Changing the Clock in My Head

I am now in week two of my new reality. I am still figuring out what this new reality looks like. One thing I have noticed is that my thought process when it comes to productivity is flawed in a few ways. One of those ways is how my brain sees time.

Most of my life I have lived and worked with a time clock, both literally and figuratively. I had an exact time I was supposed to be at work. I had an exact time I was done with work. I had specific times I would wake up every day. My kids had times they were supposed to be at the bus stop, or in later years, leave in their car to get to school on time. Even when I was working completely from home last spring, I had times I was supposed to clock in and out each day and I had specific times when that I considered work time.
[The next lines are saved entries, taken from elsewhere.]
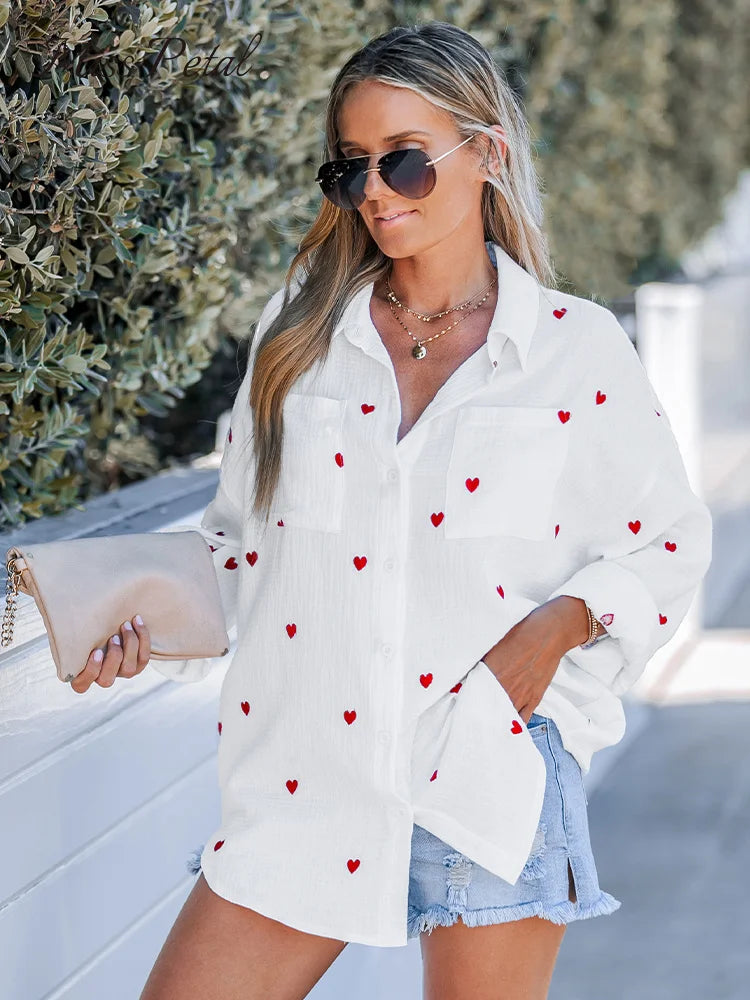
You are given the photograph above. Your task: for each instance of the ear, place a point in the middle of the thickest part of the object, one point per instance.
(495, 165)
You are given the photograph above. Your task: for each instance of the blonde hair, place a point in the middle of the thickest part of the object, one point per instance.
(337, 256)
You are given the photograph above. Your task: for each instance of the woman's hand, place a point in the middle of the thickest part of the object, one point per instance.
(126, 655)
(526, 658)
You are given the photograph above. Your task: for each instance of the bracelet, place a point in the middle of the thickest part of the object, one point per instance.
(593, 630)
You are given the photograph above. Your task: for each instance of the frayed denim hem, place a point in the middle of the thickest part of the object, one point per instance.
(193, 863)
(559, 913)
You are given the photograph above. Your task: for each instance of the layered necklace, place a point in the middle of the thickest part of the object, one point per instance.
(419, 350)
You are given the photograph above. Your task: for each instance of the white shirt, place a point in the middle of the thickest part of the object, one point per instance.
(357, 702)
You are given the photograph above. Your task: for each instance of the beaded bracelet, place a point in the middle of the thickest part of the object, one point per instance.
(593, 630)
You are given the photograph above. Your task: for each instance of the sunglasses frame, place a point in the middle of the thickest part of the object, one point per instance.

Now that I am on sabbatical, semi-retired, unemployed, whatever you want to call it, I have discovered that my brain is still telling me if I have done enough based on the old clock. If I am done with everything I had planned for the day to early, I look at the clock and think “It’s still early. I haven’t done enough today” What my brain forgets is that my da didn’t start at my normal 9am time.
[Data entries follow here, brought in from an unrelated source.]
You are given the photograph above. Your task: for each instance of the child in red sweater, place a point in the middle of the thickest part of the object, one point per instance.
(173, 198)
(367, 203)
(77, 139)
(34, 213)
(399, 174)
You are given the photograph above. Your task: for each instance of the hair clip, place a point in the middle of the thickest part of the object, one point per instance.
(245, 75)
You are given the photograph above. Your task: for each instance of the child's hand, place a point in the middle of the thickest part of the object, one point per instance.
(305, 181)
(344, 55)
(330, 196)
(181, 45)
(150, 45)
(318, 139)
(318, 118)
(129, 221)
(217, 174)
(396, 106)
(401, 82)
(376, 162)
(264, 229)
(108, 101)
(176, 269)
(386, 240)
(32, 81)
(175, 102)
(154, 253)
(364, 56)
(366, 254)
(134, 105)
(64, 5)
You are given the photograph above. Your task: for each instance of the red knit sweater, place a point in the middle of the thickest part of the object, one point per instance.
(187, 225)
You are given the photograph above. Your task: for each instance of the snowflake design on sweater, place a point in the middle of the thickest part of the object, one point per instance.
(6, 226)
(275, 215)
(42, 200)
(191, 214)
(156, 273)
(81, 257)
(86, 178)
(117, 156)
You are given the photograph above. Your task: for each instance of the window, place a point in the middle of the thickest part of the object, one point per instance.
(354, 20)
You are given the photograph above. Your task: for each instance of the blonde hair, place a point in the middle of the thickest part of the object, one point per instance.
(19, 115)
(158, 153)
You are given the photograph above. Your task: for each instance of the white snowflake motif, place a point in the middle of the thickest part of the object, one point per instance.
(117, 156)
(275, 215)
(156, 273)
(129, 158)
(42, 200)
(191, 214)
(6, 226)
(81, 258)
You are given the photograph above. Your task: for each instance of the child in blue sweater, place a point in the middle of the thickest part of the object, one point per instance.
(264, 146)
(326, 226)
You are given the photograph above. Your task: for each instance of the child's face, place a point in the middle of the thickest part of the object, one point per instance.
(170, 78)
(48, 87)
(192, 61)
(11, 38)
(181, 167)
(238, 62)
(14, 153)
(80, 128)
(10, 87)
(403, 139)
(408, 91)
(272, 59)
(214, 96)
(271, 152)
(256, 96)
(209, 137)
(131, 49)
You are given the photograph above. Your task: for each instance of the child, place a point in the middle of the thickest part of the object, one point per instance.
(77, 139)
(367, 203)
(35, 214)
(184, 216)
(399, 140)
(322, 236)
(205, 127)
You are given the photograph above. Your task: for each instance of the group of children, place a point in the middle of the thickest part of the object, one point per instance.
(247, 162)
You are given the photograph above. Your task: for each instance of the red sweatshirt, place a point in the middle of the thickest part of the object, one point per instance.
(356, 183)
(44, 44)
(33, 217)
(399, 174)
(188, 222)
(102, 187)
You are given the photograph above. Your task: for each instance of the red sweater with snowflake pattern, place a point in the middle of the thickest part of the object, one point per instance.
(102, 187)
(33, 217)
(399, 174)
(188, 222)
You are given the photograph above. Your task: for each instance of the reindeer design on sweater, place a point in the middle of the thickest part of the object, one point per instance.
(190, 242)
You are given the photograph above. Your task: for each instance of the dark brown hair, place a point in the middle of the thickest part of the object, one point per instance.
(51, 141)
Take last Monday as an example. My dog woke me up at 5:30am. I decided not to try to go back to sleep. I made coffee and read the paper and then got started with my day, I wrote a blog post. I took a shower. I put in a load of laundry. I watched the ALA Youth Media Awards and then wrote another blog post about that. I then wrote 1000 words or so on my attempt at a jail memoir and then folded the laundry. I was done with all of that by noon. And then my brain was telling me I was lazy because it was noon and I was reading my book instead of “doing something productive: There are two problems with that 1. reading is productive and 2. I had already been busy for about 6 hours. 6 hours is a full day. It isn’t less productive because I started and ended early. If I start my day at 6 and end at 12 it is like starting at 9 and ending at 3. If I did that, I wouldn’t tell myself I was lazy because I stopped working at 3.

Today I will write some. I will read some. I will shovel snow. I will clean the oven after a sweet potato mishap last night. That is productive even if I’m done by early afternoon.

I need to change the clock in my head. I am fortunate to no longer be tied down to a 9-5 schedule. I need to stop judging myself on 9-5 terms.